Simulating virus-host interaction
Oeiras 23.04.2015
The influenza virus is covered by a lipid membrane, which must fuse with the membrane of the host cell for infection to occur. This process is mediated by a viral fusion protein called hemagglutinin. Researchers from the Protein Modelling Lab used computer simulations to understand how this protein, or part of it, promotes membrane fusion. The work is published in the Journal of Chemical Information and Modeling.
Influenza or common flu, caused by the influenza virus, is usually a mild infection but complications may arise, and the virus is known to cause hundreds of thousands of deaths every year. A promising strategy to fight the influenza virus consists in inactivating fusion between the viral and host membranes and the fusion protein is thus an attractive study object. In their work, researchers focused on one extremity of the fusion protein (the N-terminal), which inserts into the host membrane during the fusion process and promotes lipid mixing. Many studies have focused on this protein region, called the fusion peptide, but its mechanism of action is not clear.

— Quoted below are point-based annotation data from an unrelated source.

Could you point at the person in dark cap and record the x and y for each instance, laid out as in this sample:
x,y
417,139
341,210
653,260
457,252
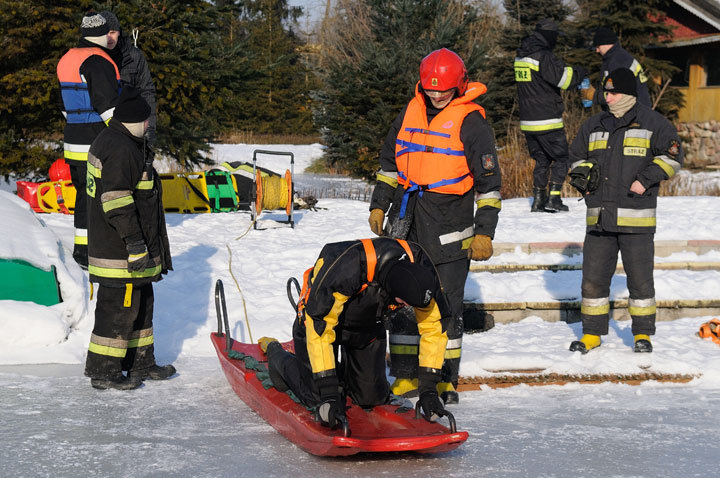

Through molecular dynamics simulations, researchers analysed the structure of the isolated fusion peptide in the presence of a membrane. Initial simulations, placing the peptide outside the membrane, were not conclusive. Researchers then built a system where the simulation box has all the components – peptide, lipids, and water – but is left to spontaneously assemble, given the components’ physical properties. Using this strategy, researchers found that the fusion peptide can adopt a membrane-spanning conformation, something that had never been observed before. In these circumstances, the fusion peptide disorders the lipids around it, promoting the intrusion of lipid polar heads and the protrusion of lipid tails, thus destabilizing the membrane.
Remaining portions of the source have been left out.